Digital reality comes into its own, in a pair of groundbreaking Supreme Court rulings.
On Thursday and Friday, the Supreme Court of the United States decided a pair of very important internet cases: Wayfair Online, Inc. v. South Dakota and Carpenter v. United States. The first is a case concerning the right of states to levy sales taxes on online merchants (note: throughout this article, quotations internal to the opinions are removed). Previously, under the cases Quill and Bellas Hess, the Supreme Court had held that businesses needed to have a physical presence in a state for a state to tax it. But here, the Court decided by a 5-4 margin to overrule those precedents.
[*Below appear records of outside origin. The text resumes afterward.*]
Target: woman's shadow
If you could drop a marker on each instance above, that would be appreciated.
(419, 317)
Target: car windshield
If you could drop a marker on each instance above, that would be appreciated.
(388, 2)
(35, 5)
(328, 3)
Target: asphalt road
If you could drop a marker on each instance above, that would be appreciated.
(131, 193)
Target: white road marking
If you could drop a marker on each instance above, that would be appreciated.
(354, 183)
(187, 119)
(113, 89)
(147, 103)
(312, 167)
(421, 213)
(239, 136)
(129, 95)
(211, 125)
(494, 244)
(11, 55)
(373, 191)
Justice Kennedy wrote the Court’s opinion, with Justices Gorsuch, Thomas, Alito, and Ginsburg joining. Justice Roberts, joined by Justices Sotomayor, Kagan, and Breyer, wrote the dissent. As you can see, when a decision is 5-4, those usually aren’t the justices working together. And it didn’t match the predicted voting blocs from Court watchers.
A quick overview of the case: the Supreme Court holds that the Constitution denies states the right to regulate interstate commerce. This is because it reserves that right to the federal government, a doctrine called the Dormant Commerce Clause. But there is an exception. States can regulate local activity that affects interstate commerce if there is no conflicting with federal law. But such a state law must pass two tests: it must not discriminate against out-of-state firms, and must not unduly burden them. And for taxes, there is another test: the activity must have a “substantial nexus” within (that is, a real connection to) a state to be taxable. In Bellas Hess and later Quill, the Court decided that mail-order catalogue sales did not have that connection to states where the company had no physical presence. That typically meant a warehouse, other property, or an employee. In the age of companies like Amazon and eBay, which often have a few physical locations and ship all over the country, that ruling has prevented states from taxing a lot of internet sales.
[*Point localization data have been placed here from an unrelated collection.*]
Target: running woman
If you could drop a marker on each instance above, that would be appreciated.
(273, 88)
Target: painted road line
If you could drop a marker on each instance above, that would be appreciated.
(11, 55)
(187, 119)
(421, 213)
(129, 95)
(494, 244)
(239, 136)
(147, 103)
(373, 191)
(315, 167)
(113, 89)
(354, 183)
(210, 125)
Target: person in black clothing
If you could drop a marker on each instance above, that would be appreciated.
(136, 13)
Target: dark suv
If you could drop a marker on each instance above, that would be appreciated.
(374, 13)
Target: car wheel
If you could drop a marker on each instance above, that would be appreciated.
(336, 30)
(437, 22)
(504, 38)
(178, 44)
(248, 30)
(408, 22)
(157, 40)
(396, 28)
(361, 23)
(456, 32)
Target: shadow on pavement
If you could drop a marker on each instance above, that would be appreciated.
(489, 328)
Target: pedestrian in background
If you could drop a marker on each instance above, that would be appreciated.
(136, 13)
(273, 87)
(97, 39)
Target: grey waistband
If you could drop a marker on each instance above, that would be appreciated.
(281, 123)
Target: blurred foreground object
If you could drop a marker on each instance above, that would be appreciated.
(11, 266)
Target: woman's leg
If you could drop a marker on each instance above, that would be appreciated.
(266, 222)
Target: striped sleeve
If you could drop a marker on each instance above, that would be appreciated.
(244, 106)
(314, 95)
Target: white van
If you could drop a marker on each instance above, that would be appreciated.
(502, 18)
At the time of Bellas Hess, the dissenting Justices wrote that “there should be no doubt that… large scale, systematic, continuous solicitation and exploitation of [a state’s] consumer market is a sufficient nexus.” Thursday, the Justices essentially accepted this position. They rejected the previous argument that participating in a state’s commerce required physically being there. As Kennedy wrote, “A virtual showroom can show far more inventory, in far more detail, and with greater opportunities for… interaction than might be possible for local stores.” This amounts to “continuous and pervasive… presence” in South Dakota. The dissenters did not, in any meaningful way, contest this reasoning. They merely contend that the situation is not dire enough to justify overturning previous precedents, when they could be corrected by Congress.
As pointed out by Matt Ford of the New Republic, this ruling moves the Court in the direction of not recognizing a difference between the online and offline worlds. This was only extended in Carpenter. That case concerns a warrantless collection of cell phone location data. The defendant, Carpenter, had his cell phone records acquired by the government, which it used to prove that he led a series of robberies of (ironically) cell-phone stores. Carpenter argues that this collection amounts to GPS tracking, and is therefore a search. The government argues, however, that this cell phone location data was freely shared by Carpenter with a third party, his service provider. The Court typically considers information shared with a third party (such as bank records) to lose any privacy protections.
The Justices, by a 5-4 margin, decided that principle doesn’t extend to cell phone location records. Justice Roberts, joining the Court’s liberal Justices, delivered the Court’s opinion. Unusually, three of four dissenting Justices wrote a separate dissenting opinion. Still, at points, those dissents agreed with each other.
The majority logic starts from the premise that someone has a particularly powerful privacy claim at stake when someone can track their movements. Specifically, when it can be tracked constantly and easily. From here, the Court reaches its conclusion by a single step. Constant surveillance, even in the form of voluntary cell phone use, is always a search. It does not matter how the government gets that information: even if the data is being collected by a private company during business transactions, the person being tracked always expects privacy from the government.
The dissenting opinions are too numerous and extensive to fully explain, but their objections may be briefly numbered. The Fourth Amendment can only apply to something someone owns or controls; because Carpenter doesn’t own or control the cell phone records, he can’t possibly have a right to privacy in them (Kennedy, Thomas, and Alito). The idea that the Fourth Amendment covers any situation where a person has a reasonable expectation of privacy is wrong, and the Court should revisit that determination (Thomas and Gorsuch). The Fourth Amendment doesn’t apply here because the government issued a subpoena rather than conducting a search, and subpoenas never fall under the Fourth Amendment (Alito and Thomas).
Taking the cases together, we can observe a pattern to these decisions, and a unifying element if not legal theory. It is that the new realities of the digital age cannot be used to circumvent the legal limits and obligations of the analog age. A store cannot escape taxes by being online. The government cannot substitute cell phone data for a GPS to escape warrant requirements. Both of these cases are going to have consequences in their own domains. But taken together, we may have just witnessed the beginning of a very long pattern.